The process of scrambling provides a good example of the interaction of the various components of the system and will illustrate various points at which integration can occur.

Within the context of, say, a user posting content to Facebook, where the user wants to scrambl that content, the following operations occur:

  1. the user clicks into the “Update Status” textarea field on the Facebook page
  2. the browser extension gets notified of a a focus event in the field and initiates the creation of an XID. The browser extension is responsible for creating the key, so a key is generated and is passed, along with the ID of the currently selected policy, to the policy server via the server APIs.
  3. the policy server receives the XID creation request; it creates a globally unique XID and associates the key and the policy ID with it and persists the tuple to the data storage system and then returns the XID.
  4. the browser extension asynchronously receives the XID from the policy server. It is only after a valid XID is received that the extension will use the client APIs to scrambl the content
  5. the user enters content and (eventually) hits “Post” to submit the content
  6. the browser extension intercepts the submit request and uses the client APIs to scrambl the content. The key previously generated and the XID received from the policy server are used by the client APIs
  7. the browser extension replaces the content of the textarea with the scrambld content and passes control to the normal submit processing code and the scrambld content is posted to Facebook.

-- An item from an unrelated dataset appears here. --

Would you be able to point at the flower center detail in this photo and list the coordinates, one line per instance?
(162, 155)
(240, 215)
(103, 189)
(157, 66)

There are a couple of integration points possible in the above scenario. The first one is at operation #2, where the XID creation request is issued to the policy server. It should be clear that any HTTP-enabled client can issue the same request to get back an XID that can later be used to check for access rights. The second integration point is at operation #6, where the posted content is scrambld using the client APIs. As before, it should be obvious that any JavaScript (at this point in time) client can perform actual scrambling of content.

Descrambling Content

Descrambling within the context of, say, Facebook, results in the following sequence of operations:

  1. the user views a page with protected content
  2. the browser extension performs background scanning for protected content and finds some on that page
  3. the browser extension extracts the XID from the content and sends a request for the key for that XID to the policy server
  4. the policy server receives the request and looks up the XID in the data store. If it exists it retrieves the policy associated with the XID.
  5. the policy server then iterates through the policy terms of the policy and evaluates them in turn. The policy server provides the term evaluation code with information about the current user and the creation time of the XID
  6. if all policy terms allow access, then the key associated with the XID is returned to the client, otherwise a failure code is returned
  7. the browser extension asynchronously receives the request results and if access is allowed, it uses the returned key and the client APIs to descrambl the content and replace the scrambld content with the descrambld content.

If one of the terms evaluated is of type “external list check” then an HTTP-based call is made to the configured server with the email address of the user asking if that email address is allowed access.